Ayrıca,Aşağıdaki karar işinize yarayabilir:
T.C.
YARGITAY
4. HUKUK DAİRESİ
E. 2001/3457
K. 2001/7134
T. 3.7.2001
DAVA : Davacı Abdullah tarafından, davalılar T.C. Ziraat Bankası Şubesi aleyhine 18.5.1999 gününde verilen dilekçe ile davalının talebi üzerine yapılan haksız haciz ve muhafaza işlemi nedeniyle maddi ve manevi tazminatın istenmesi üzerine mahkemece yapılan yargılama sonunda; davanın reddine dair verilen 6.6.2000 günlü kararın Yargıtayca incelenmesi davacı tarafından süresi içinde istenilmekle temyiz dilekçesinin kabulüne karar verildikten sonra tetkik hakimi tarafından hazırlanan rapor ile dosya içerisindeki kağıtlar incelenerek gereği görüşüldü.

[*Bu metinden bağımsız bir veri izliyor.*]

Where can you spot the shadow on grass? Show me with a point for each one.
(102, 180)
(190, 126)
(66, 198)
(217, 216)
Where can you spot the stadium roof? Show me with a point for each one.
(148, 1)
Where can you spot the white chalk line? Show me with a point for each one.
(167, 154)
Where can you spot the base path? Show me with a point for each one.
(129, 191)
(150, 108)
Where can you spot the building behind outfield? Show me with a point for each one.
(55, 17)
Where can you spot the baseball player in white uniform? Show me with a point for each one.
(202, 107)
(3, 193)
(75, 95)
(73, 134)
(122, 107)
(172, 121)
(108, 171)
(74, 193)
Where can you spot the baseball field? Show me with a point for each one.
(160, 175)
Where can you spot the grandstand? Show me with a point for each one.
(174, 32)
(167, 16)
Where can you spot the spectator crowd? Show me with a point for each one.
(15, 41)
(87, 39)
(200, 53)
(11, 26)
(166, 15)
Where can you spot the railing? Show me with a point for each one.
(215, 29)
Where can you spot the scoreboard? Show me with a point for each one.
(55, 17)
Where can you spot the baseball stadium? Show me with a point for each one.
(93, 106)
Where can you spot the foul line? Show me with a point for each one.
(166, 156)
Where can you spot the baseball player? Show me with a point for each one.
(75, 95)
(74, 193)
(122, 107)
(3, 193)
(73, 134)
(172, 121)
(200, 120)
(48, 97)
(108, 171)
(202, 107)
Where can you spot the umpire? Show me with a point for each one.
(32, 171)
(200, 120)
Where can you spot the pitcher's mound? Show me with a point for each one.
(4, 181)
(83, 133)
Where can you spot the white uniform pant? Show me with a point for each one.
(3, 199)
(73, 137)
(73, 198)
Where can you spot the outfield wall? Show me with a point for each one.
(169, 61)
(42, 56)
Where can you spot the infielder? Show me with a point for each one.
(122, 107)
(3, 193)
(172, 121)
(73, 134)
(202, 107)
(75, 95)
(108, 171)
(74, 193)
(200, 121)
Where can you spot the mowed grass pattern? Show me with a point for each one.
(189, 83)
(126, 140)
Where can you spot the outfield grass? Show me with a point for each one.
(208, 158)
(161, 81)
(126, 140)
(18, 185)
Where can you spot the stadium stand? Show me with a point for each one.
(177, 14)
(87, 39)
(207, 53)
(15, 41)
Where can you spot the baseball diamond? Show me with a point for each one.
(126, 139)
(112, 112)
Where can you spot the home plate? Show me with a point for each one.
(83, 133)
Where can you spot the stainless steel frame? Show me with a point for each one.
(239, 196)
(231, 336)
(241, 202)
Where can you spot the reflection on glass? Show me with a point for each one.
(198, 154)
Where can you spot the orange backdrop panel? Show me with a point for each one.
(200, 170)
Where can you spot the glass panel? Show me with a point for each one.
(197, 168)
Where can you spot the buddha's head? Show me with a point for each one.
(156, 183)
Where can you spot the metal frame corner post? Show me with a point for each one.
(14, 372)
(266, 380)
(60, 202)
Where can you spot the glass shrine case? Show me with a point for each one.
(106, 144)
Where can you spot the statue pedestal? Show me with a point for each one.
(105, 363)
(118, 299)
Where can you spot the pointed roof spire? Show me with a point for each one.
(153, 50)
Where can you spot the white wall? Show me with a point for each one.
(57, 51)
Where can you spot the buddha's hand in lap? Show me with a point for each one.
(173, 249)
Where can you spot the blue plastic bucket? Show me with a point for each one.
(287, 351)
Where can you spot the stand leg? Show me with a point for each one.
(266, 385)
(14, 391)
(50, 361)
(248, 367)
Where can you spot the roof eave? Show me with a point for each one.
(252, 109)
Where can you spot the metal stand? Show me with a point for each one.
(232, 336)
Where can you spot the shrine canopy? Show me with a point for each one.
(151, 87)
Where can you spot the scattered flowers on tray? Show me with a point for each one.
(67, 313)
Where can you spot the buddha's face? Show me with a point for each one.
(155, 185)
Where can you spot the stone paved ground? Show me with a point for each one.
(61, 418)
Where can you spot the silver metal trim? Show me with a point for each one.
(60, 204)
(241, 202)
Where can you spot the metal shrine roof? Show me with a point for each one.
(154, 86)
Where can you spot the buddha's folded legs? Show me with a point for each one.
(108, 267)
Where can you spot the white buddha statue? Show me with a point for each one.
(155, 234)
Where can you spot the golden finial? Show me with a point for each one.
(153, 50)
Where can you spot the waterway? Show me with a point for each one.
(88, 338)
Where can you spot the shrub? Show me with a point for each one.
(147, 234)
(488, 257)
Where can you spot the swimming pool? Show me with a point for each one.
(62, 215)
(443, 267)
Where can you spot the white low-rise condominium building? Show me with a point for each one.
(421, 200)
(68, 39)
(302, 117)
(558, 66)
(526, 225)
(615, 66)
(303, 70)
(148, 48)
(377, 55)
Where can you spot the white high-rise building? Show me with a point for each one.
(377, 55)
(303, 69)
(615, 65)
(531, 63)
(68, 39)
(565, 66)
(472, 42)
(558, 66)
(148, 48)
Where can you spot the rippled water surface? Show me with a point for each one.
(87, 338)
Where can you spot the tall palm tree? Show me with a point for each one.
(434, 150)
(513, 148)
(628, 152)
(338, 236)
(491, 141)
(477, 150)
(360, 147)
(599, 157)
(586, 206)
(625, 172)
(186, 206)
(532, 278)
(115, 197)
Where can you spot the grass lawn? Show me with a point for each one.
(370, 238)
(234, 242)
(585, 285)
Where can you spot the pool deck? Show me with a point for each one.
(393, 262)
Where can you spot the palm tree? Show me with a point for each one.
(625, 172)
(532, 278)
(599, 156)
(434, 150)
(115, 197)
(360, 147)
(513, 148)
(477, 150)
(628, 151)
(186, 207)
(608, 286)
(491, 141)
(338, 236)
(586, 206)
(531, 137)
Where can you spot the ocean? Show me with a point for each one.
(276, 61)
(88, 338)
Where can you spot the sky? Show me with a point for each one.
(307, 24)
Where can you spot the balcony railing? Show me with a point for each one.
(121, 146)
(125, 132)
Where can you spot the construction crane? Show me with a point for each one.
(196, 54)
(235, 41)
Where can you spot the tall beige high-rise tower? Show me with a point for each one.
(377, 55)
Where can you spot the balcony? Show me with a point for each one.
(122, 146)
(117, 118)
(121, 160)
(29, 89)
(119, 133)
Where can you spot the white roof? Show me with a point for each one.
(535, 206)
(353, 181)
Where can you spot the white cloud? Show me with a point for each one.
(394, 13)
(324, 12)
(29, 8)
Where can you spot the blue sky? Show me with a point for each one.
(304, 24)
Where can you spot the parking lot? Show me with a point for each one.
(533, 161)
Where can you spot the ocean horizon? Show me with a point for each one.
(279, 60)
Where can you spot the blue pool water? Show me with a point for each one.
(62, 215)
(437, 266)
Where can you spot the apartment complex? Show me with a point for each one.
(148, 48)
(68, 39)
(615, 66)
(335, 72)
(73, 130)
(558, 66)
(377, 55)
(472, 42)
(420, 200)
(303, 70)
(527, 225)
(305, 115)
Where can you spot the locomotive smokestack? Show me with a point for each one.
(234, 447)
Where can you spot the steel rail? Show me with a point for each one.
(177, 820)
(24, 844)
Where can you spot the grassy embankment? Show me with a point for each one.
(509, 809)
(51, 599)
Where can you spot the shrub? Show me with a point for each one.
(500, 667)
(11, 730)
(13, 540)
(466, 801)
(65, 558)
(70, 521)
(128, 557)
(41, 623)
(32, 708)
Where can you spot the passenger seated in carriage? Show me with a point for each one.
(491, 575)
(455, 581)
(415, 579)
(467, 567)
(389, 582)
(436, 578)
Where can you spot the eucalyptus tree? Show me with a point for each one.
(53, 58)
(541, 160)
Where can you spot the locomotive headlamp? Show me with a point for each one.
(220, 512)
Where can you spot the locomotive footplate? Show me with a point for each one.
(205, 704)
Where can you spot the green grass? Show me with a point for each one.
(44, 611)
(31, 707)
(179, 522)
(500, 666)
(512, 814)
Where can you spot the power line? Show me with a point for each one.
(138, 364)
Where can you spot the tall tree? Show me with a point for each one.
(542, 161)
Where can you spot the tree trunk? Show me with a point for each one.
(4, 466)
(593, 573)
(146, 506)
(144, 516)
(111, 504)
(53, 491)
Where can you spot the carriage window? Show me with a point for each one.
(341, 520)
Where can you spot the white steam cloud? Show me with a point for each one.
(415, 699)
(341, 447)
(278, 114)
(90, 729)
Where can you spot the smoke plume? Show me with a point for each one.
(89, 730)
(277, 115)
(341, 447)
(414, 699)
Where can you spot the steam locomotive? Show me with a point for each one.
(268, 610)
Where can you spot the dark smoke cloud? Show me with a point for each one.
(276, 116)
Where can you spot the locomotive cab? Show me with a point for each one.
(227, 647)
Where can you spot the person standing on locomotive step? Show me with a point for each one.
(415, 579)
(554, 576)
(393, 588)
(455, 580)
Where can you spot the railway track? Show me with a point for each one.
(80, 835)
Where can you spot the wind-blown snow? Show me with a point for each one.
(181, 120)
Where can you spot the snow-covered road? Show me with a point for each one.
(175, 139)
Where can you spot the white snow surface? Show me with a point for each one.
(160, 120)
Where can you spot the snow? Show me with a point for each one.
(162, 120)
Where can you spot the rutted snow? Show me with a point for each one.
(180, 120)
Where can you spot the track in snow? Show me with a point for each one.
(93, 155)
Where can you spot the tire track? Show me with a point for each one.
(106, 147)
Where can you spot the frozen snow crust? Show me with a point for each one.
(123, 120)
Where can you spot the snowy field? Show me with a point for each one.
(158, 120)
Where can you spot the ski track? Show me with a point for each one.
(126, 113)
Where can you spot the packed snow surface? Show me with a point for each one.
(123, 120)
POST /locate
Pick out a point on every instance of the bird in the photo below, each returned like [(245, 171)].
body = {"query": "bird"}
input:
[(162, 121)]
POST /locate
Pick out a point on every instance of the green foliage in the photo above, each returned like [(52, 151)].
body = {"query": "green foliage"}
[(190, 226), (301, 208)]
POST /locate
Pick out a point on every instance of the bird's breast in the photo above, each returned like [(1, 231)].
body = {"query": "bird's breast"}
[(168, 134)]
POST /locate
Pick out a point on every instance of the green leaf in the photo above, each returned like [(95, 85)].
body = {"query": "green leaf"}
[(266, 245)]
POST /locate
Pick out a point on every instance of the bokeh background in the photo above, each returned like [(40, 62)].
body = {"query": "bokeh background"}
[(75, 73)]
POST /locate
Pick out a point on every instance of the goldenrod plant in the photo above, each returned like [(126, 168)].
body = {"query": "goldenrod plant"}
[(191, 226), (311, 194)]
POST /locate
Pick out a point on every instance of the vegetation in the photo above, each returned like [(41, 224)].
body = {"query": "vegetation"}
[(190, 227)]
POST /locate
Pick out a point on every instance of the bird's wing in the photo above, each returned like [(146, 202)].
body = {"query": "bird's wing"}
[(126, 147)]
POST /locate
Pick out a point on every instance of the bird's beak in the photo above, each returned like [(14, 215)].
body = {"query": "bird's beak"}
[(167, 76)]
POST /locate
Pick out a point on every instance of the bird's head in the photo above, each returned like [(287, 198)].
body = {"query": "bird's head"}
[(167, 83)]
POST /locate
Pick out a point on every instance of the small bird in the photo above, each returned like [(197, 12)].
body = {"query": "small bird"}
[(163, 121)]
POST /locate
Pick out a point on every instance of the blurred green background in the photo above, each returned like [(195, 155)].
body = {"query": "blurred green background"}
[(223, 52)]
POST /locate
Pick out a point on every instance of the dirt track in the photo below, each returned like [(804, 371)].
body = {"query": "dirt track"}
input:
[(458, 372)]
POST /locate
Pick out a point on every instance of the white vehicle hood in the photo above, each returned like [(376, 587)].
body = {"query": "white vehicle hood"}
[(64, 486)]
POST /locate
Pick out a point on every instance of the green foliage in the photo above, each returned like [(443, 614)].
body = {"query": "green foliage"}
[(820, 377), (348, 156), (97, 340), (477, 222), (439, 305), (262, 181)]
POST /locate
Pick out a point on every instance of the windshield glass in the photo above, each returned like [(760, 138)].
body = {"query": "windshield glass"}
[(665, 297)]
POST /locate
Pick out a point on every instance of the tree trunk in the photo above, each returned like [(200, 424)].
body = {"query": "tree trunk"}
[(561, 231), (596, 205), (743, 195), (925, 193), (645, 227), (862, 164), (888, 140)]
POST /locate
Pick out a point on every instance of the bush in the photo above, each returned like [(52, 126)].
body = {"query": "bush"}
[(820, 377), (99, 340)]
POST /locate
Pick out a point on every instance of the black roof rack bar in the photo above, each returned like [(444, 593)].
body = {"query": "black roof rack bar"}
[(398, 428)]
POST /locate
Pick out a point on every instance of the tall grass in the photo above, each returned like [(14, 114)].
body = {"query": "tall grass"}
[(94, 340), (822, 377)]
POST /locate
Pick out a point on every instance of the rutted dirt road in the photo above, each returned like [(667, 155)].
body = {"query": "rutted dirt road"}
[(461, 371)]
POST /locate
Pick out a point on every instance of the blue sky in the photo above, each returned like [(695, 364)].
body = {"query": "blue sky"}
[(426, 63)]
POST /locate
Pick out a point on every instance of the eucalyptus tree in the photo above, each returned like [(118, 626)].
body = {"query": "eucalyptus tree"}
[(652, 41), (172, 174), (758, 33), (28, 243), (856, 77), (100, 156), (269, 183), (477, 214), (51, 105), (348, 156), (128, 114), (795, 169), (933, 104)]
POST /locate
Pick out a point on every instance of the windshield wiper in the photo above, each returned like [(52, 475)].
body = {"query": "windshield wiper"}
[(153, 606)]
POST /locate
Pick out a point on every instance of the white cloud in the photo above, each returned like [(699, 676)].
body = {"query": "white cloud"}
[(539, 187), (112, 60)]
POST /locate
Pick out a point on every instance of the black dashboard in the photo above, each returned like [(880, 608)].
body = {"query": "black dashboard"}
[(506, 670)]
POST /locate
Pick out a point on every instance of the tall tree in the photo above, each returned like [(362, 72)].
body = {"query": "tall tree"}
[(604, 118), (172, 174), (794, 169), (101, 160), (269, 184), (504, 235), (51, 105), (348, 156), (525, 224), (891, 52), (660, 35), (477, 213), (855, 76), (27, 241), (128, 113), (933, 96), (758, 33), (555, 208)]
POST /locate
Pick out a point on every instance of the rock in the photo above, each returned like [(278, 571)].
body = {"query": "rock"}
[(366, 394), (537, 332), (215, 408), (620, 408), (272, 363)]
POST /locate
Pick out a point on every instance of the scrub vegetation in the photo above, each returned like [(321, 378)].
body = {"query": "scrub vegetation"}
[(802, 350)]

KARAR : Dava, haksız icra takibi ve haciz nedeniyle maddi ve manevi tazminat istemine ilişkindir. Mahkemece dava reddedilmiş, karar davacı tarafından temyiz edilmiştir.
Dosyadaki bilgi, belge ve açıklamalar itibariyle davacının davalı bankadan ipotek karşılığı kredi kullandığı, bu kredi borcu nedeniyle davalının davacı borçlu aleyhine hem ipoteğin paraya çevrilmesi yolu ile takip hemde ilamsız takip yaptığı anlaşılmaktadır. İlamsız takip dosyasının incelenmesinde borçlu olan davacının ödeme emrine karşı süresinde mal beyanında bulunduğu ve ayrıca yine süresinde şikayet yolu ile ödeme emrinin ve icra takibinin iptali için İcra Tetkik Merciine başvurduğu, İcra Tetkik Merciinin 15/7/1998 tarihli kararı ile mükerrer olarak yapıldığı belirtilen ilamsız icra takibinin davacı yönünden iptaline ve şikayetin kabulüne karar verildiği, kararın Yargıtayca 28/12/1998 tarihinde onanarak kesinleştiği anlaşılmaktadır. Davacı bu davada ilamsız icra takibine ilişkin olarak otomobilinin haciz ve muhafaza işlemine tabii tutulması nedeniyle maddi ve manevi tazminat istemektedir.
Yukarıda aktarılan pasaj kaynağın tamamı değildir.